By Stan Deresinski, MD, FACP, FIDSA
Clinical Professor of Medicine, Stanford University
Dr. Deresinski reports no financial relationships relevant to this field of study.
SYNOPSIS: Relative to vancomycin or metronidazole treatment of recurrent Clostridioides difficile infection, treatment with fecal microbiota transplantation is associated with a reduced risk of bloodstream infection, shorter hospital length of stay, and improved survival.
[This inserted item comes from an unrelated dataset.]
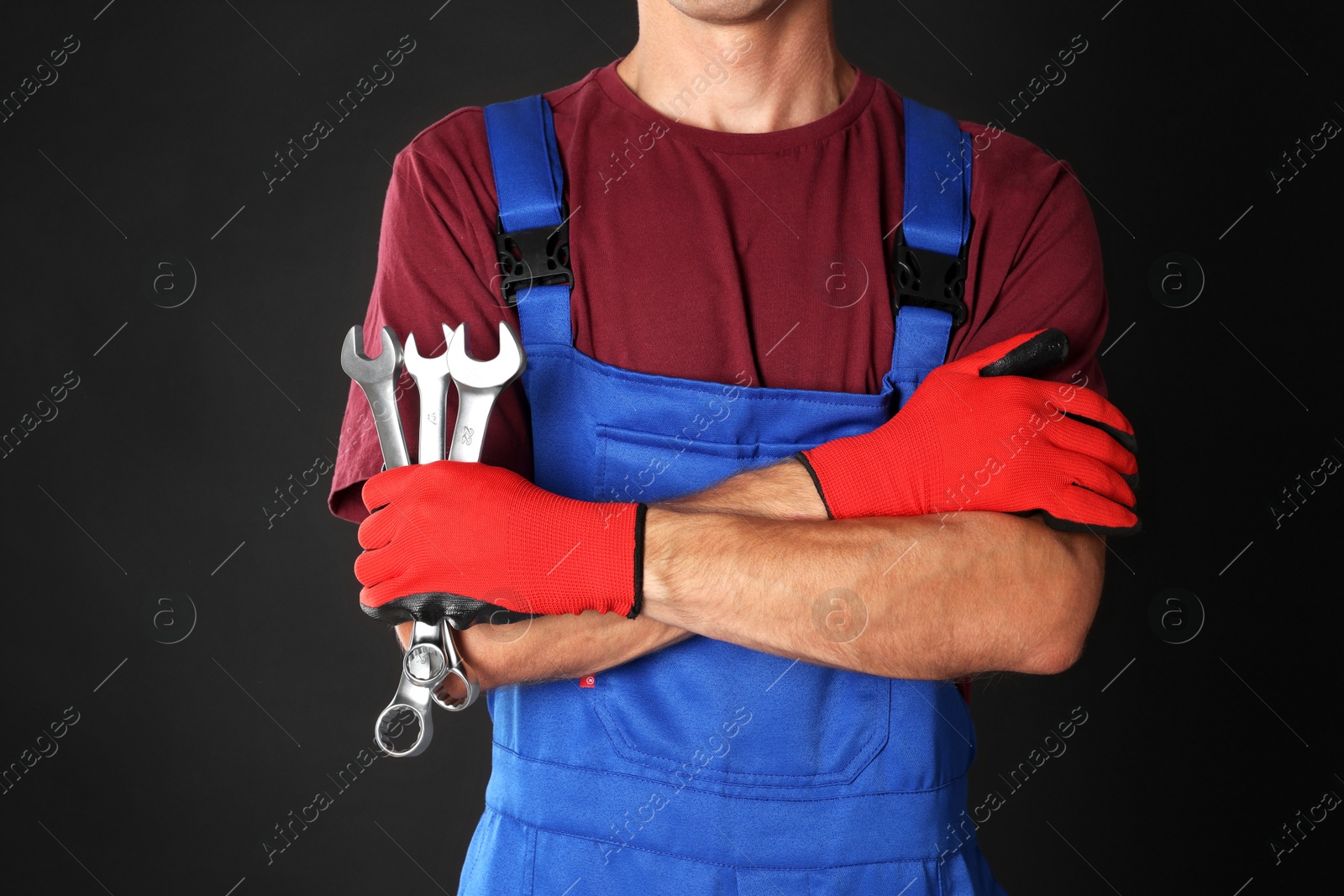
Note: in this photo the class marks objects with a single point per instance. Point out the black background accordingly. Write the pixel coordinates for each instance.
(150, 484)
SOURCE: Ianiro G, Murri R, Sciumè GD, et al. Incidence of bloodstream infections, length of hospital stay, and survival in patients with recurrent Clostridioides difficile infection treated with fecal microbiota transplantation or antibiotics: A prospective cohort study. Ann Intern Med 2019 Nov 5. doi: 10.7326/M18-3635. [Epub ahead of print].
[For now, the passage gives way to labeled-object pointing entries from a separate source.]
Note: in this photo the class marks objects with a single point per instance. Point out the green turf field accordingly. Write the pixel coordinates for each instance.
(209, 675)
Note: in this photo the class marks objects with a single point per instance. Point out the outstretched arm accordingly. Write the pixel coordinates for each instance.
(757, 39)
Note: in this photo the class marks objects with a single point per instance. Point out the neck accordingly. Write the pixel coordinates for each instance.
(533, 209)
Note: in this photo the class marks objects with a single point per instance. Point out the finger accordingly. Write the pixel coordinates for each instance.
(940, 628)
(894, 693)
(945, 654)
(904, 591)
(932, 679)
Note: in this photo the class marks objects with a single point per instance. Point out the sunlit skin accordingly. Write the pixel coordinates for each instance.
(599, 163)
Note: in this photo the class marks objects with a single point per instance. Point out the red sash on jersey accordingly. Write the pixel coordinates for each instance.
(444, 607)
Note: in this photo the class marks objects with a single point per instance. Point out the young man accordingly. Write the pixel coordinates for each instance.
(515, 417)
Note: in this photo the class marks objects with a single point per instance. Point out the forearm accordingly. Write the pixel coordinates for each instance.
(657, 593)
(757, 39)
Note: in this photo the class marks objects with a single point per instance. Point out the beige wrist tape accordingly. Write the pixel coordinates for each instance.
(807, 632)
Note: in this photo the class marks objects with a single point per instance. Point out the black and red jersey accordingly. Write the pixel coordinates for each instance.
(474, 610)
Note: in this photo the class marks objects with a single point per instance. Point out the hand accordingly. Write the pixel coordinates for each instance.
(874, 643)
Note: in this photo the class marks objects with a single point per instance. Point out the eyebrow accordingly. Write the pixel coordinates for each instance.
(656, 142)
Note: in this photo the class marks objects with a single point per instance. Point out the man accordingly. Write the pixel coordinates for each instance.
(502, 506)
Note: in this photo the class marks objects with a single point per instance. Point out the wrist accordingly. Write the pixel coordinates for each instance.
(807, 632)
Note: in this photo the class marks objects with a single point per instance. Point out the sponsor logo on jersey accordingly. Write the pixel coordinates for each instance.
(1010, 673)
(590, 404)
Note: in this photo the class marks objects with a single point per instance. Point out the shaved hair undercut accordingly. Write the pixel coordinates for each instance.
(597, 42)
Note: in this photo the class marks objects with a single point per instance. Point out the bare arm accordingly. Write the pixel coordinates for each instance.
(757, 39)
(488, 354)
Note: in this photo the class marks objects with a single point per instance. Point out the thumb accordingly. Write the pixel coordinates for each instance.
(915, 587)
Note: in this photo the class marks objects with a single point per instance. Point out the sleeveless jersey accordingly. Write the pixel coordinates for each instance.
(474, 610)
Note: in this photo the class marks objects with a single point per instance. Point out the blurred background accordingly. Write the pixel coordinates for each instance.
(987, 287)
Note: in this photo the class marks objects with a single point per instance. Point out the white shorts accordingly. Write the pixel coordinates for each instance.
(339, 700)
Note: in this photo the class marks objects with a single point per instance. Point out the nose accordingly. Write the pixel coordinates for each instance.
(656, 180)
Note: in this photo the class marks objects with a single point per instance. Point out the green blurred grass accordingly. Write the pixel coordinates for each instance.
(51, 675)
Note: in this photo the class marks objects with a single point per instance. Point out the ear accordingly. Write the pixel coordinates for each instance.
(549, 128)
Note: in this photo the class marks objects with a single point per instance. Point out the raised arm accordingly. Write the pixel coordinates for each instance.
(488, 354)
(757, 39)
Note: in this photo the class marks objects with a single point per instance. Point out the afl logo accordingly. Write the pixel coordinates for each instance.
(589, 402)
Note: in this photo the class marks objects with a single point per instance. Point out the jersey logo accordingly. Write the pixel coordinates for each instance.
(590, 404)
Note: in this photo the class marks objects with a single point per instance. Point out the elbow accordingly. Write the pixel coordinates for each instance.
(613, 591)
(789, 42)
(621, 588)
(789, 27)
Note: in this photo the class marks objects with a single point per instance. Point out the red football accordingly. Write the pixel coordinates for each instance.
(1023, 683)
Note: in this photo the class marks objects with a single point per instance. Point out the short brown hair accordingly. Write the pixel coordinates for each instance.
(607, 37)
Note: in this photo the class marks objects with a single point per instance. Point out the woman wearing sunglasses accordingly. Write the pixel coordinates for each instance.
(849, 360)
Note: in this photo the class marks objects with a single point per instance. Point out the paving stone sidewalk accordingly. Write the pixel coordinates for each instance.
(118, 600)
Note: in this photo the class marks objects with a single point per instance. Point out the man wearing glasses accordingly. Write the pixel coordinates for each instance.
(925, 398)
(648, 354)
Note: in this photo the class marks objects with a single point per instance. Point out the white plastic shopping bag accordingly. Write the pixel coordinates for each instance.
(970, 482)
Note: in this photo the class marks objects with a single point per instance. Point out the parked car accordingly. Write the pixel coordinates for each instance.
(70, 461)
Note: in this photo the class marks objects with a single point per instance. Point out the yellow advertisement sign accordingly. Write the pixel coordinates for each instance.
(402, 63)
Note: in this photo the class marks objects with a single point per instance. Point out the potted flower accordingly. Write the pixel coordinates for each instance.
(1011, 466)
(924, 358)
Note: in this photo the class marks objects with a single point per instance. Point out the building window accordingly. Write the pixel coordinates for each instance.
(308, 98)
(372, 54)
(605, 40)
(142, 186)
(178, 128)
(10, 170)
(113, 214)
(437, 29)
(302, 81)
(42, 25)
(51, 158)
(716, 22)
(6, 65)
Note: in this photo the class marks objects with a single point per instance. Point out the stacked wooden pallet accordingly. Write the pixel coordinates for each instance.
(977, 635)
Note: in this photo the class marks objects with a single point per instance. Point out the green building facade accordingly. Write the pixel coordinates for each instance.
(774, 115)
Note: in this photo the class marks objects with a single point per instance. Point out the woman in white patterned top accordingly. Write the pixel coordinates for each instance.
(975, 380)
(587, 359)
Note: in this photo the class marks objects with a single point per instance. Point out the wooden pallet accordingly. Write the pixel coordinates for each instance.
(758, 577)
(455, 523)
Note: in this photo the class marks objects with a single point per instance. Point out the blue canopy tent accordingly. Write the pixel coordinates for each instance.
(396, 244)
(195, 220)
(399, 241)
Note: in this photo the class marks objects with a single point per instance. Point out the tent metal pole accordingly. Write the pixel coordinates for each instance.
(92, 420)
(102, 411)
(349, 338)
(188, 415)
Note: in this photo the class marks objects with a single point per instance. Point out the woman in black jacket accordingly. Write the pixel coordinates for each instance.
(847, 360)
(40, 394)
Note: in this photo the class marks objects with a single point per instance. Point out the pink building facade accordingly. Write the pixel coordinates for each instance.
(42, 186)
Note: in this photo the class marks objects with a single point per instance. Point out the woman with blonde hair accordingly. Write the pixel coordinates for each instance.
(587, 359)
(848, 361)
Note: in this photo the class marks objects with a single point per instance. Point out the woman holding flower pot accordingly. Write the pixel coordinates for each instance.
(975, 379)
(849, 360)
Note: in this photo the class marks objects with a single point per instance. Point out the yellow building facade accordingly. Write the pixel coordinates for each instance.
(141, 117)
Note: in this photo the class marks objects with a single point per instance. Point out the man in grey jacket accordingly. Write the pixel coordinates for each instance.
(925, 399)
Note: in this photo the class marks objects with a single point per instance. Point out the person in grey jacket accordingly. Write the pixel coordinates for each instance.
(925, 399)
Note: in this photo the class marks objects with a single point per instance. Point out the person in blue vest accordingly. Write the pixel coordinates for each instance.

In a prospective observational cohort study with subset propensity matching, Ianiro and colleagues examined the incidence and outcomes of bloodstream infection (BSI) in patients with recurrent Clostridioides difficile infection (CDI) treated with fecal microbiota transplant (FMT) compared to those treated with antibiotics.
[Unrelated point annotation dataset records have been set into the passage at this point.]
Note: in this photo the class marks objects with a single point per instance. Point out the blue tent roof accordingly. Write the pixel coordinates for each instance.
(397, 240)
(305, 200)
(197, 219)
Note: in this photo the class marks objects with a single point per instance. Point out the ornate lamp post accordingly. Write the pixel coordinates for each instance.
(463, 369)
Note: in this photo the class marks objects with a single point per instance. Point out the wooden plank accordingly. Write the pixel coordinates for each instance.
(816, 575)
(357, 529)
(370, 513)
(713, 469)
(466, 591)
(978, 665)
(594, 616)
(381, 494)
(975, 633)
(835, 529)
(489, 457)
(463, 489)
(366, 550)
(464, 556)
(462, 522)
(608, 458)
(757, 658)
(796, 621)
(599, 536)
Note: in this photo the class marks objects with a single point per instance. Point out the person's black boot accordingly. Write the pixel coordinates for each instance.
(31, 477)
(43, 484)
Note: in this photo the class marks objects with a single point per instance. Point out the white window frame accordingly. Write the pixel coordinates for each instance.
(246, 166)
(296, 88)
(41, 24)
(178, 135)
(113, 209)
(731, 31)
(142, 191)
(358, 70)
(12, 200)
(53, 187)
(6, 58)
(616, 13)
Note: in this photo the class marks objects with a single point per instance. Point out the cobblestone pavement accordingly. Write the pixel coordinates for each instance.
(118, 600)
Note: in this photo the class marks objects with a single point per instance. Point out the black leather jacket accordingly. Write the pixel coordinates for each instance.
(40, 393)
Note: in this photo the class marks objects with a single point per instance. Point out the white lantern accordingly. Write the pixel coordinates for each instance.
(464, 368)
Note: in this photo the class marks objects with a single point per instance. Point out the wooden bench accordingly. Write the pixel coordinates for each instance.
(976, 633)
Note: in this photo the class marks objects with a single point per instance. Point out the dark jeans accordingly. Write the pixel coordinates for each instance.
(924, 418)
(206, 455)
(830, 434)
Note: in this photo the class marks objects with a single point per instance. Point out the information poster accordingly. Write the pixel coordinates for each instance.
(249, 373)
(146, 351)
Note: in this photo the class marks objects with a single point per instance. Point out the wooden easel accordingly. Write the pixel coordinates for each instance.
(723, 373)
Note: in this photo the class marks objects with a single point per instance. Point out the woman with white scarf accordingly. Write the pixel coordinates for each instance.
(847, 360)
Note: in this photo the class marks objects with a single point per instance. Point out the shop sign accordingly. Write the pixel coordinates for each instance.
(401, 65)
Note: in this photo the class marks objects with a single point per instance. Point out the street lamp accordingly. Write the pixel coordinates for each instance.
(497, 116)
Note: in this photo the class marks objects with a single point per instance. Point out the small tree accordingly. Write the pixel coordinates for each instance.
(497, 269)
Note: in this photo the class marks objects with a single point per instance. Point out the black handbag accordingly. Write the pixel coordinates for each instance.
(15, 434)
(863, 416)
The entire cohort consisted of 290 patients: 181 received antibiotic therapy (mostly vancomycin or metronidazole) and 109 received FMT. BSI infection occurred in 40 (22.1%) of the antibiotic recipients and five (4.6%) of the FMT recipients. Of the 45 BSI, 14 were due to Candida spp.
Because of significant baseline differences in the two groups, a propensity cohort analysis with 1:1 matching with 57 pairs was performed. In this cohort, BSI within 90 days occurred in 15 (26%) and two (4%) in the antibiotic and FMT group, respectively (95% confidence interval [CI] for the difference, 10% to 35%). FMT also was associated with a shorter mean length of stay (13.4 days vs. 27.8 days). Overall survival within 90 days was 89% in the FMT group and 58% in the antibiotic group (95% CI for the difference, 16% to 47%).
CDI is known to be associated with an increased risk of BSI, likely as the result of disruption of the colonic epithelial barrier allowing bacterial translocation. It has been suggested that further alteration of the intestinal flora by therapeutic administration of vancomycin may contribute additionally to the risk of bacterial translocation. In contrast, restoring a more normal fecal flora may be protective against pathogen entry into the bloodstream.
This study indicates that in patients with recurrent CDI, treatment with FMT is associated with a reduced incidence of BSI, shorter length of stay, and reduced mortality relative to treatment with vancomycin or metronidazole. If confirmed, most of us will have to change our current practice.